French gambling regulator blocks crypto betting platform
The ANJ says Polymarket.com was illegally offering online gambling in France.
France.- The French regulator l’Autorité Nationale des Jeux (ANJ) continues its efforts to tackle unlicensed online gambling in the country. It says it has managed to geo-block Polymarket.com, a cryptocurrency-based prediction betting platform.
The regulator said that it monitored Polymarket.com over the last month and found that some types of gambling offered by the platform was probably illegal under French law. The offering, which is operated by Panama-licensed Adventure One QSS, included online slots, which remain unregulated in France.
The ANJ said it contacted Adventure One QSS in late November and that the operator agreed to use geoblocking to prevent access from France. This was reportedly applied from November 21. The ANJ said that any French players affected who can no longer access their accounts should contact the operator.
In 2022, Polymarket was fined $1.4m by the US Commodity Futures Trading Commission for failing to register. Its trading was suspended for a time.
Online casino gaming remains unregulated in France, but the government is keen to change that. It hoped to regulate the vertical as soon as early 2025 in order to plug a hole in government revenues, but concerns from land-based casinos have led the plans to be suspended. The government has instead launched a six-month consultation process via three working groups to take more feedback from stakeholders before deciding how to advance.
The first working group will be led by the Ministry of Health and will meet tomorrow (December 3) to address the issue of gambling addiction and problem gambling measures. Subsequent groups will focus on consumer protections and the contentious issue of the possible economic impact on land-based casinos.
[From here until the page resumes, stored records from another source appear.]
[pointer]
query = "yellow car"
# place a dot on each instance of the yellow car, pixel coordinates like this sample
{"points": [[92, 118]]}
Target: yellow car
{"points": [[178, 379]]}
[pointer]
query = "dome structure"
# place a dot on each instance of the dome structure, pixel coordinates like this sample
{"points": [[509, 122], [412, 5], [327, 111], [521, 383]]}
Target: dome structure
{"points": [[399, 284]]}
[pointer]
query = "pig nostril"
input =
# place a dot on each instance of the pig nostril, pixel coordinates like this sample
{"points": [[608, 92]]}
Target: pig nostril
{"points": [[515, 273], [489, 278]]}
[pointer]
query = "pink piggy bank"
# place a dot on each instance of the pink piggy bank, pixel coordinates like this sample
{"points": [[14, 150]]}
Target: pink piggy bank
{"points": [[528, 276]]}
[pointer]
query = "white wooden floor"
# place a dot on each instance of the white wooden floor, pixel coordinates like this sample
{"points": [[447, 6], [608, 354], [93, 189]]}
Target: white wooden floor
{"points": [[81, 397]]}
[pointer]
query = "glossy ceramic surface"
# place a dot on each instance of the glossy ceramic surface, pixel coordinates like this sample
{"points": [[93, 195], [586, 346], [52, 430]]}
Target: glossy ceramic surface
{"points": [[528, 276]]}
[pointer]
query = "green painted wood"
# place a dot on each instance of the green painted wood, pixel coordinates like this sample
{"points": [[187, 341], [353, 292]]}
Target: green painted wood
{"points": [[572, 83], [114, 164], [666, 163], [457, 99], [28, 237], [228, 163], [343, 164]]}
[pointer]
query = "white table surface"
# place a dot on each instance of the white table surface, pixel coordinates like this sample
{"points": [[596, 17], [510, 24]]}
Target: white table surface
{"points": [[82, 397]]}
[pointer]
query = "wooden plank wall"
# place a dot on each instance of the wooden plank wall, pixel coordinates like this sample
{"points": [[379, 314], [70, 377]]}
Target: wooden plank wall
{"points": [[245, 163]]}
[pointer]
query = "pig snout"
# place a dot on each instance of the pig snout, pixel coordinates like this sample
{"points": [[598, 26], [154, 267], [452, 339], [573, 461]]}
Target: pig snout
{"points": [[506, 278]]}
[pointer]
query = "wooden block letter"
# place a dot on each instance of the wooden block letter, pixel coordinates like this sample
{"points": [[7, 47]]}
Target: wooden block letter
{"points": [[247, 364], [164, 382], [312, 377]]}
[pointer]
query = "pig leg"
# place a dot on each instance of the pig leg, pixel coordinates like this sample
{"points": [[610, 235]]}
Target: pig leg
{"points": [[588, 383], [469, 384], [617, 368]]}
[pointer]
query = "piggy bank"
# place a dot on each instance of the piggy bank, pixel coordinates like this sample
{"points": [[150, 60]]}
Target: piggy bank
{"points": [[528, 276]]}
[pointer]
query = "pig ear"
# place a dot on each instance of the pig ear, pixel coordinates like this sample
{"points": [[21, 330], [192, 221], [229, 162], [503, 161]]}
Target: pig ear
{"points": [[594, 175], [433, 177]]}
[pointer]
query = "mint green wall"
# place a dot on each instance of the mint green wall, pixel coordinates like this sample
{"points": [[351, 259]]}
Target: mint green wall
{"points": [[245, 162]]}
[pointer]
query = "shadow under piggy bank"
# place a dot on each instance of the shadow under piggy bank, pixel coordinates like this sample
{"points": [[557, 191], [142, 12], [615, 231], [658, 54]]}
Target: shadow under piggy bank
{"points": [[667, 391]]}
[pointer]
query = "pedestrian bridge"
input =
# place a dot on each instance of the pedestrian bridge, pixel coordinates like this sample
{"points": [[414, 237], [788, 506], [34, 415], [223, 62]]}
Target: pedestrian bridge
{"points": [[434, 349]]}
Land-based casinos want to be given a period of exclusivity if the vertical is legalised.
For now, the ANJ has a blacklist of close to 950 URLs that have been blocked for offering gambling without a licence, including many offering online casino. Offering illegal forms of gambling can also be punished with jail in France – up to seven years in the case of organised offerings, plays a fine of up to €200,000.
The ANJ has undertaken awareness-raising campaigns in a bid to inform the public that the vertical remain illegal. “The ANJ would like to warn people who play on illegal sites because they are exposing themselves to particularly serious risks,” it said in the latest update. “These include the non-payment of winnings, payment method fraud, identity theft and installation of malicious computer programmes.”